We saw a sporting goods outlet with a café and restrooms so we pulled in. Looking through the bins, I spotted a Michigan State sweatshirt. It was an omen. I had to have it. How funny to buy an MSU sweatshirt, made in China, in Sweden.

We ate a Swedish energy bar with a latte' for lunch as we drove through beautifully wooded hills with moose crossing signs once more. We also saw snowmobile trail signs. We drove in and out of heavy rain and even some hail and then back into the sun.

As we passed around the town of Ostersund, our son, Brad called us on Viber. It was early morning there and he was the only one up. It was great to hear his voice and to catch up a little. Here we were driving through woods in Sweden and can talk to Brad like he is next door. Technology amazes me!

We stopped at an ICA Grocery Store for some snacks for the car. A huge young man helped us read the labels on the boxes of crackers so we would know what we were getting. The checkout girl was also so nice to us and switched into English with no problem. It seems to come very easily to the younger ones.

We went by some lakes and rivers and over several bridges.

 

It was beautiful country. 

We (or I) started to worry again about a place to stay for the night. My Trip Advisor App looked like there wasn't much of a choice. We stopped at a nice looking little hotel in a small town and it was closed. It was a Sunday night on a holiday weekend and as we were told, many things were closed. We pushed on with Bob saying, remember to keep the faith and we'll find the right place. In the next little town of Vilhelmina at 5:00, we stopped at another hotel that was closed. We had one more chance with the Lilla Hotel and sure enough, it was locked up. We started to leave and Bob noticed a phone but we couldn't read the sign. He picked it up and gave it a go. A very nice lady answered and said they did have a room and she'd be right down. She set us up with the perfect little, spotless room and then cooked us the best salmon dinner we had had (other than the smoked salmon with Tord).


 

We sat relaxing to American 80s music and just enjoyed.
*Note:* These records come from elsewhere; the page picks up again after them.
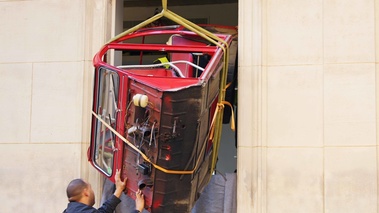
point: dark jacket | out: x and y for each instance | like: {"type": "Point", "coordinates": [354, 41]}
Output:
{"type": "Point", "coordinates": [108, 207]}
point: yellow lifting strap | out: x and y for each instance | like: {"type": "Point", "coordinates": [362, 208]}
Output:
{"type": "Point", "coordinates": [209, 37]}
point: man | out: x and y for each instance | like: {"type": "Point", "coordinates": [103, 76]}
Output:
{"type": "Point", "coordinates": [81, 197]}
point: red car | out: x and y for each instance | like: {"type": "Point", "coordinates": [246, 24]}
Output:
{"type": "Point", "coordinates": [153, 112]}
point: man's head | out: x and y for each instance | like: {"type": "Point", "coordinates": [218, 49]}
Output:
{"type": "Point", "coordinates": [80, 191]}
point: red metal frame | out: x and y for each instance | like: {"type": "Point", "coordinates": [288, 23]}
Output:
{"type": "Point", "coordinates": [161, 89]}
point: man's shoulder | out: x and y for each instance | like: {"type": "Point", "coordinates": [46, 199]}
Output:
{"type": "Point", "coordinates": [79, 207]}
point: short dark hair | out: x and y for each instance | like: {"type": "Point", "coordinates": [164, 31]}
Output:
{"type": "Point", "coordinates": [75, 188]}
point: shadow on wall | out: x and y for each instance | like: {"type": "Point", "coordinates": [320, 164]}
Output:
{"type": "Point", "coordinates": [218, 197]}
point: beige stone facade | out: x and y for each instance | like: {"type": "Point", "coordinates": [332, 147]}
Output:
{"type": "Point", "coordinates": [308, 96]}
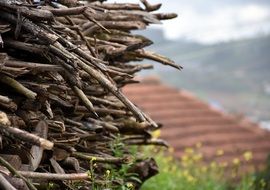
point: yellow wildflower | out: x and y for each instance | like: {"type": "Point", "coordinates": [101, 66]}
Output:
{"type": "Point", "coordinates": [189, 150]}
{"type": "Point", "coordinates": [236, 161]}
{"type": "Point", "coordinates": [248, 156]}
{"type": "Point", "coordinates": [213, 165]}
{"type": "Point", "coordinates": [220, 152]}
{"type": "Point", "coordinates": [198, 145]}
{"type": "Point", "coordinates": [197, 157]}
{"type": "Point", "coordinates": [156, 134]}
{"type": "Point", "coordinates": [185, 173]}
{"type": "Point", "coordinates": [204, 169]}
{"type": "Point", "coordinates": [262, 183]}
{"type": "Point", "coordinates": [184, 158]}
{"type": "Point", "coordinates": [130, 185]}
{"type": "Point", "coordinates": [171, 150]}
{"type": "Point", "coordinates": [224, 164]}
{"type": "Point", "coordinates": [191, 179]}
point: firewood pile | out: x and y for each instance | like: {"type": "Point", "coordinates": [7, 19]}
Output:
{"type": "Point", "coordinates": [64, 122]}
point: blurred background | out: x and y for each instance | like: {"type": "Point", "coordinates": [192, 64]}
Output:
{"type": "Point", "coordinates": [224, 47]}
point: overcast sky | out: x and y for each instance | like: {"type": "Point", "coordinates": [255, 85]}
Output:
{"type": "Point", "coordinates": [210, 21]}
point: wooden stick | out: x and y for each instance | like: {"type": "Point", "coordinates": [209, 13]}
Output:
{"type": "Point", "coordinates": [25, 136]}
{"type": "Point", "coordinates": [54, 176]}
{"type": "Point", "coordinates": [17, 86]}
{"type": "Point", "coordinates": [4, 163]}
{"type": "Point", "coordinates": [4, 183]}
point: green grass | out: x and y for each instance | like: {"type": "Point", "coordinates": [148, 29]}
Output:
{"type": "Point", "coordinates": [190, 173]}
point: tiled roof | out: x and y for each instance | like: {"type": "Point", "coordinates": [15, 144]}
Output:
{"type": "Point", "coordinates": [187, 121]}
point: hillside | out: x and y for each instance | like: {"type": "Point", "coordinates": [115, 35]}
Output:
{"type": "Point", "coordinates": [232, 75]}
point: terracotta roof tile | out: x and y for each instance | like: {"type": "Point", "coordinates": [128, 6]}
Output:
{"type": "Point", "coordinates": [187, 120]}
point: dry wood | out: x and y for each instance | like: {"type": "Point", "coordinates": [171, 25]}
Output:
{"type": "Point", "coordinates": [62, 67]}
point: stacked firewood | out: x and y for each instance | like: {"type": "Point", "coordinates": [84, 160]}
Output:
{"type": "Point", "coordinates": [64, 122]}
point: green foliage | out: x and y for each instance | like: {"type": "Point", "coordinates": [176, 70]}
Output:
{"type": "Point", "coordinates": [190, 173]}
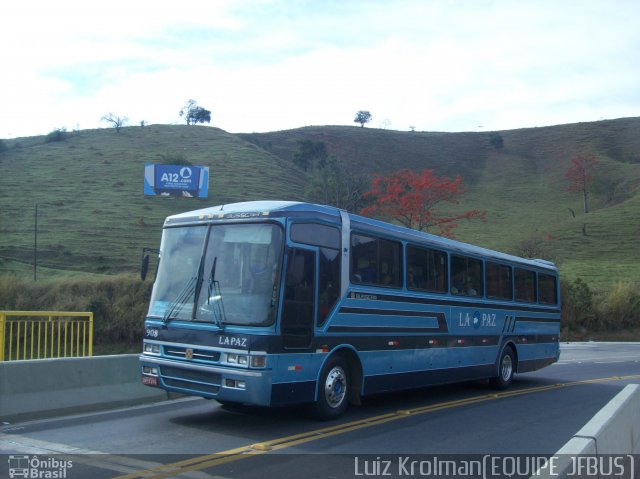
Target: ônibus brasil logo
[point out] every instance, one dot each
(37, 468)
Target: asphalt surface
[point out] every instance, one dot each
(198, 438)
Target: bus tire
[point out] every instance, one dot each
(506, 368)
(333, 389)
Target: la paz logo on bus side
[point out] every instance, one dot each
(233, 341)
(465, 320)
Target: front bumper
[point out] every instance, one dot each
(215, 382)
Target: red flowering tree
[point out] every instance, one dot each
(414, 199)
(580, 174)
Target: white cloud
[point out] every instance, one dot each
(263, 65)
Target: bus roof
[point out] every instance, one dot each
(254, 209)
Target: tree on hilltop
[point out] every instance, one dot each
(116, 121)
(194, 114)
(414, 199)
(362, 117)
(580, 175)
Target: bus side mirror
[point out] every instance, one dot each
(144, 267)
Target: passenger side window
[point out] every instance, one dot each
(525, 283)
(376, 261)
(426, 269)
(498, 280)
(466, 276)
(547, 289)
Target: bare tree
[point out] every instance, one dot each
(116, 121)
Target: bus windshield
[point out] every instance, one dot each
(219, 274)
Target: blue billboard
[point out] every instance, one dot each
(176, 180)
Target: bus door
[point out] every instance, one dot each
(299, 305)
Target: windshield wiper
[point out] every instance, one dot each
(177, 304)
(214, 287)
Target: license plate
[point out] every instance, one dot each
(150, 380)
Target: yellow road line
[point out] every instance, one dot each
(230, 455)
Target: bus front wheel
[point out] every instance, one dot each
(333, 389)
(506, 368)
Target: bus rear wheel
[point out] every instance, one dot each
(333, 389)
(506, 368)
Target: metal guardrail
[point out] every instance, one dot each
(53, 334)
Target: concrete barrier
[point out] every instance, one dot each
(48, 387)
(615, 430)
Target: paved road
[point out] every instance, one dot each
(198, 438)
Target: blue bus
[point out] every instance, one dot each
(275, 303)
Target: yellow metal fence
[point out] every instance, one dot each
(45, 334)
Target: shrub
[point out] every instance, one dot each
(620, 308)
(577, 305)
(119, 304)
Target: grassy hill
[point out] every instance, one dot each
(94, 217)
(521, 186)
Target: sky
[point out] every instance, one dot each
(268, 65)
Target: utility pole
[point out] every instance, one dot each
(35, 243)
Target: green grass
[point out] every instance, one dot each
(93, 216)
(95, 219)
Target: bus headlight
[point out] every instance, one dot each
(151, 348)
(258, 361)
(239, 359)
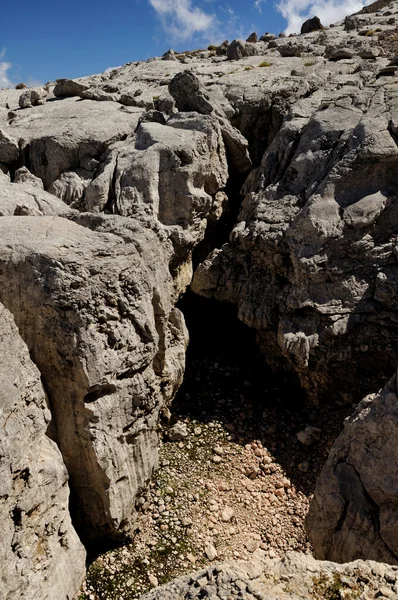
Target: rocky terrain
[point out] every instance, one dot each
(261, 174)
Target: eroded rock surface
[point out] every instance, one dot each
(40, 554)
(354, 510)
(295, 577)
(117, 177)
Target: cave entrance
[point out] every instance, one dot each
(227, 380)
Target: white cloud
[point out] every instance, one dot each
(297, 11)
(182, 19)
(4, 68)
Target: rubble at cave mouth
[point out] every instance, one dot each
(233, 478)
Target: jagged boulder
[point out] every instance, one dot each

The hotel was so cute, filled with things to look at hanging everywhere. I could use that "quaint" word again.

We then took a much needed walk through town and along the river and enjoyed the quiet sounds of the water and woods .



Way in the distance we could see snow covered mountains. We're going there tomorrow.

Back at the hotel, I worked on the blog while Bob chatted with the hotel clerk and got some good advice for tomorrow's journey. I know she was a little nervous around us at first, but quickly became comfortable. It was a little weird feeling that we were the only ones in the hotel and we knew the workers went home for the night. There was a phone on the wall to reach them. Luckily, two more rooms filled up before we turned in. Jack Nicholson and the Shining was drifting through my mind.